Profesyonel olmak psikolojik iyi oluşu göz ardı etmeyi gerektirir mi?
Dünyaca ünlü sporcuların en zor zamanlarında yine de mücadele ettiğine, sahaya çıktığına birçok kez şahit olmuşuzdur. Herkesten de büyük alkış almışlardır. Bir yandan da spora ara veren, çocuk sahibi olmayı tercih eden, beklenenden daha erken bırakan, fiziksel anlamda olmasa bile iyi hissetmediği için oyunda yer almak istemeyen sporcular… Profesyonel olmamakla, takımı, taraftarı yarı yolda bırakmakla suçlanırlar. Aslında seyircilerin de bu algısına çok şaşırmamak gerekir çünkü spor psikolojisinin de sektörde çok genç olmasının da etkisiyle sakatlandığı için kariyerini bırakmak son derece normalken, ruhen devam etmek istememek sendrom olarak adlandırılıyor.
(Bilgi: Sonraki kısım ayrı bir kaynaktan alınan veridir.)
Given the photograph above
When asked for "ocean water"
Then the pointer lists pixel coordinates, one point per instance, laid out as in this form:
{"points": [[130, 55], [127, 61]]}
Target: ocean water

Hatta daha acımasız olunursa şımarıklık… Sporcuların her ne kadar fiziksel bir iş yapsalar da makine gibi olamayacaklarını unutmamak gerekir. Her işte devam etmek istememek ne kadar normalse sporcular için de o kadar normaldir.
Özetle psikolojik iyi oluş özellikle spor hayatında bir yapboz gibidir,
ruhen ve bedenen tamamen sahada olabilmek için sporcuların ruh sağlıklarının da çok iyi olmasına özen gösterilmelidir. Aslında bu konu sporcular için psikoloğa ne gerek var sorusuna da açıkça yanıt olmaktadır. Belki bir banka memurunun o hafta kendini iyi hissetmemesi sadece gelecek hafta daha çok çalışmasını gerektirir. Ancak bir sporcunun iyi oluş halinin kötü olduğu bir günü bile telafi edemeyeceği önemli zamanlar vardır. Tabi ki sporcuların çoğu zaman ruh sağlığı yerindedir fakat bu kadar saniyelerin, dakikaların önemli olduğu bir sektörde daha da iyi bir ruh haline sahip olmaları çok değerlidir.